Mutaz Barshim: From being 'the worst', to jumping into the record books

Mutaz Barshim of Qatar reacts as he competes in the Men's High Jump final during the 17th IAAF World Athletics Championships Doha 2019 (Photo by Michael Heiman/Getty Images)
Mutaz Barshim of Qatar reacts as he competes in the Men's High Jump final during the 17th IAAF World Athletics Championships Doha 2019 (Photo by Michael Heiman/Getty Images)

Ever wondered what your favourite sportspeople were like before they were super-mega-famous? Every week Tokyo 2020 will give you a glimpse into what life was like for some of the world’s greatest athletes before they were stars.

The Deets

  • Name: Mutaz Essa Barshim
  • Age: 29
  • Nationality: Qatari
  • Profession: High jump

What has he achieved?

Modern day sport often brings up fairy tale stories, with relatively unknown athletes hitting global headlines as they bring unprecedented success to a nation.

Among them is high jumper Mutaz Essa Barshim.

Qatar doesn't have an extensive podium-topping history as far as track and field sports are concerned, but Bashim has single-handedly carved his achievements into the record books.

Barshim rose to become one of the best high jumpers in the world with two Olympic medals (bronze at London 2012 and silver at Rio 2016) along with two World Championship titles (2017 and 2019). He is rightfully regarded as one of the greatest high jumpers in history alongside world record holder Javier Sotomayor, German legend Dietmar Mogenburg and Sweden’s Stefan Holm.

Barshim, who initially wanted to be a race walker, holds both the Qatari national and Asian outdoor records (2.43m) in high jump, and in a country bereft of sporting heroes in athletics, he has turned that upside down and is one of the most revered athletes in Qatar.

The 29-year-old elevated his iconic status in 2019 when he produced a stunning performance in front of a home crowd in Doha to defend his World Championship title, despite having had an injury scare before the competition.

Surprising fact

Looking at what he has achieved so far in his high jump career, most would assume that he was a child prodigy.

However, a teenage Barshim would tell you a completely different story.

Born into a family of Sudanese origin, Barshim took up athletics at an early age, following the footsteps of his father, who was a race walker.

As well as race walking, Barshim took an interest in long jump and triple jump, but decided to specialise in the high jump.

But he was not an instant hit and readily admits that he was "always the worst" when he first started.

Speaking to Sport 360 about his early days, Barshim said: "Until the age of 17 I was always the worst. There were a lot of people in my group doing it and they were much better than me. I never felt like I was someone special."

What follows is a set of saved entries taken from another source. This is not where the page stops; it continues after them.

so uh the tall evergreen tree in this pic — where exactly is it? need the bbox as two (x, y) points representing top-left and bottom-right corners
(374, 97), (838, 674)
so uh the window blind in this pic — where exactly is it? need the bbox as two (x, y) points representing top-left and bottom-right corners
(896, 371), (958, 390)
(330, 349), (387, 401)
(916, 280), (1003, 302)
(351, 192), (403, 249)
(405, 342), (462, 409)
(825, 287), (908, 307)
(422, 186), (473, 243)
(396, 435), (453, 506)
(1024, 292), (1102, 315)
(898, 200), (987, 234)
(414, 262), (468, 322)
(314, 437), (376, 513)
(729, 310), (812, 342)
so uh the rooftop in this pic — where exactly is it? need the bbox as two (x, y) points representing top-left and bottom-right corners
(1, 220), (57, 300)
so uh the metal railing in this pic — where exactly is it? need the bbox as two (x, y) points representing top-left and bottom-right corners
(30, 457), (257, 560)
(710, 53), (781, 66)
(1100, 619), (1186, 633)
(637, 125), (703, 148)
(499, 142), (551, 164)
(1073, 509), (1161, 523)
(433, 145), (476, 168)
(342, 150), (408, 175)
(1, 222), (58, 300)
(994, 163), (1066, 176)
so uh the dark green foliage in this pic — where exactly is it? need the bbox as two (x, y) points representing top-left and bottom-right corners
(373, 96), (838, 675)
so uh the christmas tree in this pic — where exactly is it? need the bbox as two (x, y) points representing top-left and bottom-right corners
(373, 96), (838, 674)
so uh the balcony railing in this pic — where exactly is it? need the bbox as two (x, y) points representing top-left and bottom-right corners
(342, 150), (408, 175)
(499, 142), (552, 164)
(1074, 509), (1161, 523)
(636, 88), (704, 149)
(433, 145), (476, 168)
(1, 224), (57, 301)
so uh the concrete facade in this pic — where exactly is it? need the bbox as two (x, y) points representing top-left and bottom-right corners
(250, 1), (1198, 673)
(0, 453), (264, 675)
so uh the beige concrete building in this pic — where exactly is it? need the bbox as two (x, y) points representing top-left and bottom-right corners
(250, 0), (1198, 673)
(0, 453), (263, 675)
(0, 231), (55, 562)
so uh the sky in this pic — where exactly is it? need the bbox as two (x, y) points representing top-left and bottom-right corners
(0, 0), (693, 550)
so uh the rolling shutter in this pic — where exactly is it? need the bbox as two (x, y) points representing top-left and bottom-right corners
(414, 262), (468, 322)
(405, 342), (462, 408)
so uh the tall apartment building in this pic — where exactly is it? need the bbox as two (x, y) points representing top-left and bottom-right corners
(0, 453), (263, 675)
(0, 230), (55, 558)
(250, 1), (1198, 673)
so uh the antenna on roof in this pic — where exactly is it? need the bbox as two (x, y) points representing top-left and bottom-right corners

"But my father always told me 'keep doing what you are doing, hard work, be patient, that’s what’s going to make the difference'. So, I kept going no matter what."

And he did just that.

What is he up to now?

An Asian record, two World Championships and two Olympic medals would be a dream achievement for any athlete, but not for Barshim, who is gunning for more glory at Tokyo 2020.

He is currently training in Malmo, Sweden, and after bronze at London 2012 and silver at Rio 2016, hopes are high that he can go better and clinch gold at the Olympics next year.

Whether or not he manages to stand on top of the podium in Tokyo remains to be seen, but for someone who thought the worst of himself at the age of 17, he is surely living the dream at the peak of his career.